Trump has never let facts stand in his way. From Dan Cohen at uncapturedmedia.com:
While Trump officials claim that Venezuelan President Nicolás Maduro is trafficking fentanyl to the U.S., American law enforcement reports show that the real culprit is its close ally: India

The Trump administration’s campaign of extrajudicial strikes on small boats in the Caribbean, and its broader push toward a confrontation with Venezuela, rests on an extraordinarily weak and deeply cynical justification.
After boasting in October that “every boat kills 25,000 on average,” Trump celebrated a series of strikes that left dozens dead, claiming they were disrupting fentanyl shipments headed to the United States.
This framing obscures a far more serious and uncomfortable reality. The fentanyl crisis is not only the most urgent public-health emergency in the United States; it is a mass-death event that has unfolded so slowly and steadily over decades that it has come to be treated as routine.
Since 1999, drug overdoses—especially from opioids and increasingly from synthetic opioids—have killed more than one million Americans, most of them young or middle aged. On average, 120 to 130 Americans have died from overdoses every day for a quarter century. By life-years lost, the epidemic has already surpassed the American Civil War.

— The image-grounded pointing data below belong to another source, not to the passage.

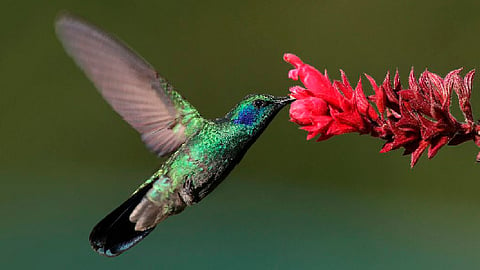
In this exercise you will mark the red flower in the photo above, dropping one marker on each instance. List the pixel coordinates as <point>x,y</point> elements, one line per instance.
<point>415,118</point>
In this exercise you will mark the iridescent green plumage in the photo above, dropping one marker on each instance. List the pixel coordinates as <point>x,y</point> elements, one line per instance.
<point>204,151</point>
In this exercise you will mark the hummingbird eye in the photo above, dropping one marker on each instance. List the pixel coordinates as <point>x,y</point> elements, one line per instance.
<point>260,103</point>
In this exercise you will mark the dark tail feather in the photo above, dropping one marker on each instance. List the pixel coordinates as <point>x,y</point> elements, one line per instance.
<point>115,233</point>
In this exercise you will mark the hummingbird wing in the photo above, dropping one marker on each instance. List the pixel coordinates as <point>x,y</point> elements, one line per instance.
<point>129,84</point>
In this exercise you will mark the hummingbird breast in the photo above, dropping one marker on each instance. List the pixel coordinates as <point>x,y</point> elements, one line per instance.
<point>206,159</point>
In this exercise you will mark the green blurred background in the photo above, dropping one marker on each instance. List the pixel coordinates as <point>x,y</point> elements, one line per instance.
<point>66,159</point>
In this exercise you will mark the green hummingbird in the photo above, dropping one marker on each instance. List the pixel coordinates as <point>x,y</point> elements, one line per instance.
<point>202,152</point>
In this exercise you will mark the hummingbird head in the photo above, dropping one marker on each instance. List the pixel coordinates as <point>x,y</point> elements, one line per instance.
<point>256,111</point>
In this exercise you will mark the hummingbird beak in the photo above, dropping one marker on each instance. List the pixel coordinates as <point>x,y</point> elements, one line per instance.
<point>284,100</point>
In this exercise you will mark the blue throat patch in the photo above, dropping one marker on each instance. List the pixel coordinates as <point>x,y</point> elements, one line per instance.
<point>246,116</point>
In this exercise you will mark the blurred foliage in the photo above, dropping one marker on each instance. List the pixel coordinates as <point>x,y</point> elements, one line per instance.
<point>66,159</point>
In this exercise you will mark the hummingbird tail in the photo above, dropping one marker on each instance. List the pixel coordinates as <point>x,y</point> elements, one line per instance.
<point>115,233</point>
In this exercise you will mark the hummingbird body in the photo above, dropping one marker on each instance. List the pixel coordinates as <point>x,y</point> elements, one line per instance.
<point>203,151</point>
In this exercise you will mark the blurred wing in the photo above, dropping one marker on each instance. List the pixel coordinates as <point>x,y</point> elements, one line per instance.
<point>131,85</point>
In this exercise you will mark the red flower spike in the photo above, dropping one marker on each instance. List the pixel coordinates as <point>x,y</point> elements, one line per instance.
<point>413,118</point>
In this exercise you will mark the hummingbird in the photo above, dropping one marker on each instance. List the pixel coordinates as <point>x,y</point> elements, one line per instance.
<point>201,152</point>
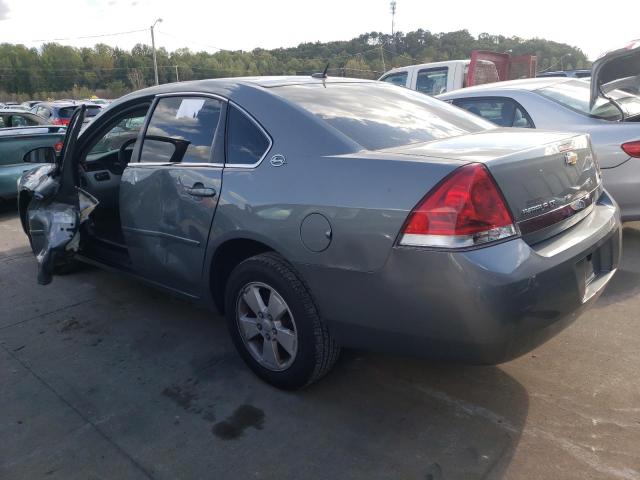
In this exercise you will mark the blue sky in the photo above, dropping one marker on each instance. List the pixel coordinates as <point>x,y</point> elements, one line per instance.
<point>241,24</point>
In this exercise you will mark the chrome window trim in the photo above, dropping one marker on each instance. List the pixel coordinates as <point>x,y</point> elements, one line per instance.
<point>260,127</point>
<point>169,164</point>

Despite early signals that it might scale back foreign entanglements and normalize relations with Venezuela, the Trump administration has returned to the same bipartisan foreign-policy script that guided its failed 2019 effort to install Juan Guaidó as president. In recent months, it has advanced a narrative accusing Venezuelan President Nicolás Maduro of overseeing a state-run drug cartel known as the Cartel of the Suns. This narrative has served as the basis for a series of U.S. strikes on small vessels in the Caribbean that the administration claims are engaged in drug trafficking.